Saturday, 22 September 2007
Subscribe to:
Post Comments (Atom)
6 comments:
Great song Pete - what tune shall I hum it to?
Hi Pete and Anne, thanks for the link to your blog. We're just back from Glasgow!
Nice bit in Sheffield Telegraph - hope you saw it.
We shall be following your journey with interest!
All the best to you both.
Pete and Annie left Sheffield on the 12:50 train on Saturday in their own particular style. A moment to be captured for posterity. "I know we'll try the new camera".
Pete had spent months looking at every digital camera he could find details on. He had compared size, weight, battery life etc and had bored the a*se off every body who had a digital camera and would sit still long enough to listen. Finally he bought the most up to date panasonic camera that he could find (it's the dog's do-whotsits). It was so new that when he placed his order on the internet it had only been released in Canada and when it arrived the manual was in French, Merde!
No problem for such a superb IT wizard as Pete. He went onto the internet to download the manual but alas the camera was so new that the manual had not yet been made available as a download. He tinkered with the camera and worked out some functions by trial and error, no problems!
So it came as no surprise to anyone who knows Pete that when he came to take the photograph at the Station, the whole of platform 6 heard that well known phrase "Annie where's me camera". This might be an appropriate name for your next song Pete.
Or an extra verse for the last one:
It's farewell to Sheffield and me camera
Our John has not slept at all
Foresaking his car he'll drive Enid's
6 points on his license an all
Good luck Mike
Don't worry about the name Robert Carlisle it is me Dave Eyre.
All last week I was spending some time in internet cafes doing bits and pieces and thinking Smithy'll love this. So here are some rules for internet cafes.

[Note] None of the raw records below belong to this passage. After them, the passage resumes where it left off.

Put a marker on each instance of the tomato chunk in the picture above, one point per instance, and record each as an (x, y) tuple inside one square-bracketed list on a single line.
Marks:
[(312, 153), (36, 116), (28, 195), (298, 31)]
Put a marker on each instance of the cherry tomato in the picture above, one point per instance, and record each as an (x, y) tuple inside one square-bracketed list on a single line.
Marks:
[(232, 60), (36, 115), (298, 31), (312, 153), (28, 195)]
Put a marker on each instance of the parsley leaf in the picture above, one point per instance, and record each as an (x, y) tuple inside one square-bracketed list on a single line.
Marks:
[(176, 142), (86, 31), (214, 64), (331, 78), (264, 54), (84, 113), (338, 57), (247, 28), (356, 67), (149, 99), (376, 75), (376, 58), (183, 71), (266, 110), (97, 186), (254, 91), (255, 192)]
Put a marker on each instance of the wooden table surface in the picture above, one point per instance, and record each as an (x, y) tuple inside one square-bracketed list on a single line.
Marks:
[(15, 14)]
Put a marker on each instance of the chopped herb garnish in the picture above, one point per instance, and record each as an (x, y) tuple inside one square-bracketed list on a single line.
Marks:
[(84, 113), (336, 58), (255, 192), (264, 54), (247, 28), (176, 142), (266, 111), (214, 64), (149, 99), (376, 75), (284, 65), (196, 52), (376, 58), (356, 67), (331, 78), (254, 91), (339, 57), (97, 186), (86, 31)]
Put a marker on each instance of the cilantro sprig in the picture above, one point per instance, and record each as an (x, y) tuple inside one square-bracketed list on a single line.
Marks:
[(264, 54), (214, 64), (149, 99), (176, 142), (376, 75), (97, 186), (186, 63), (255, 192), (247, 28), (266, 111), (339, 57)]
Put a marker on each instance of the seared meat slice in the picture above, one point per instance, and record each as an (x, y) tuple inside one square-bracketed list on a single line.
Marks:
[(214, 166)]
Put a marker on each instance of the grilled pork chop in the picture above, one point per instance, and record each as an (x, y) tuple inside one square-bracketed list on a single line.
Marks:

1. Learn to point at a machine and raise an eyebrow at the same time.
2. You will always sit at the machine that doesn't work.
3. When the person running the cafe comes to the machine - it works.
4. The icon you are looking for is never there. When the person running the cafe comes to help - it is there.
4. There are always hundreds of games on the screen - none of which are any use to you. Google is never there. When the person running the cafe comes to help it is there.
5.Now you have found Google you will notice it comes up in the language of the country your are in.
6. When you change it to www.google.com it changes back again.
7. You try this at all the internet cafes you go in. It never works - it always stays in the language of the country you are in.
8.So you go to www.bbc.co.uk. That comes up in a foreign version too.
9. There are no cookies installed relating to you - so all the things you do automatically at home you have to do manually when in an internet cafe.
10. It always costs less than you think.
Love the song
You could sing a few others
On the Road Again
The Long and Winding Road
Hit the Road, Jack
or for those dull moments to get the team together
The wheels on the bus go round and round
----------
They're under starter's orders - and they're off
Come on The Smiths! Where are you? Your public are waiting for an update!